Reasoning models like DeepSeek-R1 should be used differently than standard non-reasoning models to get optimal results. Think of DeepSeek-R1 as a senior problem-solver — provide high-level objectives (e.g., “Analyze this data and identify trends”) and let it determine the methodology.
  • Strengths: excels at open-ended reasoning, multi-step logic, and inferring unstated requirements.
  • Over-prompting (e.g., micromanaging steps) can limit its ability to leverage advanced reasoning.
  • Under-prompting (e.g., vague goals like “Help with math”) may reduce specificity — balance clarity with flexibility.
Below is more detailed guidance on how to get the most out of DeepSeek-R1:
  • Clear and specific prompts: Write your instructions in plain language, clearly stating what you want. Complex, lengthy prompts often lead to less effective results.
  • Sampling parameters: Set the temperature within the range of 0.5-0.7 (0.6 is recommended) to prevent endless repetitions or incoherent outputs. Also, a top-p of 0.95 is recommended.
  • No system prompt: Avoid adding a system prompt; all instructions should be contained within the user prompt.
  • No few-shot prompting: Do not provide examples in the prompt, as this consistently degrades model performance. Rather, describe in detail the problem, task, and output format you want the model to accomplish. If you do want to provide examples, ensure that they align very closely with your prompt instructions.
  • Structure your prompt: Break up different parts of your prompt using clear markers like XML tags, markdown formatting, or labeled sections. This organization helps ensure the model correctly interprets and addresses each component of your request.
  • Set clear requirements: When your request has specific limitations or criteria, state them explicitly (like “Each line should take no more than 5 seconds to say…”). Whether it’s budget constraints, time limits, or particular formats, clearly outline these parameters to guide the model’s response.

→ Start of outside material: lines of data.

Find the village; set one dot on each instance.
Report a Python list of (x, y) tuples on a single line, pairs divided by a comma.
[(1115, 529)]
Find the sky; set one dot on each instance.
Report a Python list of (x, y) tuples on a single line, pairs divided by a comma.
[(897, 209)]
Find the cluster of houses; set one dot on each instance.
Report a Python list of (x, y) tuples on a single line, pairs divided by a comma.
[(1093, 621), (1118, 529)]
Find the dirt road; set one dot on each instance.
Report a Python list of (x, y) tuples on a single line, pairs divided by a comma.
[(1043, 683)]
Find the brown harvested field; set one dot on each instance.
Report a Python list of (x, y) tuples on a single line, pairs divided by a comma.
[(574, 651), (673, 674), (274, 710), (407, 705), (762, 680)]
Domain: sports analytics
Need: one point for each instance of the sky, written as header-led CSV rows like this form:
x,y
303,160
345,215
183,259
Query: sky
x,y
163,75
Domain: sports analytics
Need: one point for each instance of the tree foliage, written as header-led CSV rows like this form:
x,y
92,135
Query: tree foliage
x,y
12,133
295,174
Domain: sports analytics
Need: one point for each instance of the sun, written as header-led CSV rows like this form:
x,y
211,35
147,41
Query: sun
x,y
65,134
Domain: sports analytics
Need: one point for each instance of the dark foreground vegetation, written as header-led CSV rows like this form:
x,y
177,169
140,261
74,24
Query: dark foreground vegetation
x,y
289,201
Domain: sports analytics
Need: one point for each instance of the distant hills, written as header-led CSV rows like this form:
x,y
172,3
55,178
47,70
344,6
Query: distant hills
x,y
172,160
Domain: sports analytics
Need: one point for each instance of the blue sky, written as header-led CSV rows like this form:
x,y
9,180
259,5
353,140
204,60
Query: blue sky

  • Clearly describe output: Paint a clear picture of your desired outcome. Describe the specific characteristics or qualities that would make the response exactly what you need, allowing the model to work toward meeting those criteria.
  • Majority voting for responses: When evaluating model performance, it is recommended to generate multiple solutions and then use the most frequent results.
  • No chain-of-thought prompting: Since these models always reason prior to answering the question, it is not necessary to tell them to “Reason step by step…”
  • Math tasks: For mathematical problems, it is advisable to include a directive in your prompt such as: “Please reason step by step, and put your final answer within \boxed{}.”
  • Forcing <think>: On rare occasions, DeepSeek-R1 tends to bypass the thinking pattern, which can adversely affect the model’s performance. In this case, the response will not start with a <think> tag. If you see this problem, try telling the model to start with the <think> tag.